Le sixième album d'Electric Light Orchestra sort sous le titre de "A New World Record", ce qui peut se traduire par "un nouveau record du monde" ou "un nouveau disque-monde", cette seconde interprétation faisant peut-être référence à l'album "World Record", enregistré la même année par Van Der Graaf Generator. Néanmoins, si les deux disques portent presque le même titre, celui d'ELO est nettement moins noir que celui du groupe de Peter Hammill.
Fidèles à un style qui leur réussit bien depuis maintenant trois albums, Jeff Lynne et compagnie nous reviennent avec neuf chansons sucrées, fortement teintées de pop, gorgées de chœurs et tapissées de violons, altos et autres violoncelles. Ceux qui auront suivi la carrière du groupe jusqu'à ce point, savent déjà qu'ELO a délaissé ses tâtonnements exploratoires depuis "Eldorado" pour s'adonner à un rock beaucoup plus calibré et accessible, et "A New World Record" n'a certes pas de quoi froisser les tympans mêmes les plus sensibles. Entre chansons romantico-mélancoliques et rock'n'roll des familles, le groupe nous sert une musique généreuse et fort avenante. Car, et c'est là que réside sa force, Jeff Lynne possède toujours ce don étonnant pour composer des mélodies on ne peut plus banales et pourtant terriblement accrocheuses. Au-delà de son sens inné de la musicalité qui fait qu'on retient et fredonne facilement n'importe lequel de ses titres, le soin qu'il apporte à enrichir chaque moment, ici de chœurs, là d'orchestrations, plus loin de samples, constitue le style inimitable d'ELO.

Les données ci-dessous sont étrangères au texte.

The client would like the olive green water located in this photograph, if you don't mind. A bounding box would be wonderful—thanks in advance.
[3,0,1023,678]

L'album est par ailleurs très équilibré, alternant rock orchestral ('Tightrope', 'Livin' Thing'), mélodies romantiques ('Telephone Line' et son refrain aux popisantes onomatopées doo-wap-doo-be-doo-doo-wap, 'Shangri-La' et son sublime final mélancolique), rock'n'roll dansant (le déjanté 'Rockaria !' et sa diva d'opéra, 'Do Ya', titre recyclé des Move), pop pure et dure ('So Fine' et ses hou-la-hou-la-la à faire pâlir d'envie les Bee Gees) et même un semblant d'atmosphérique ('Above The Clouds' un peu décalé) et un soupçon de nostalgie prog ('Mission' et son angoissant final).
"A New World Record" fut un gros succès commercial à sa sortie. Succès mérité par un niveau d'écriture qui atteint ici son apogée dans le registre populaire. Mais il faut prendre cet album pour ce qu'il est : une succession de chansons plaisantes, mélodieuses et légères, suffisamment solides cependant pour avoir su résister aux outrages du temps.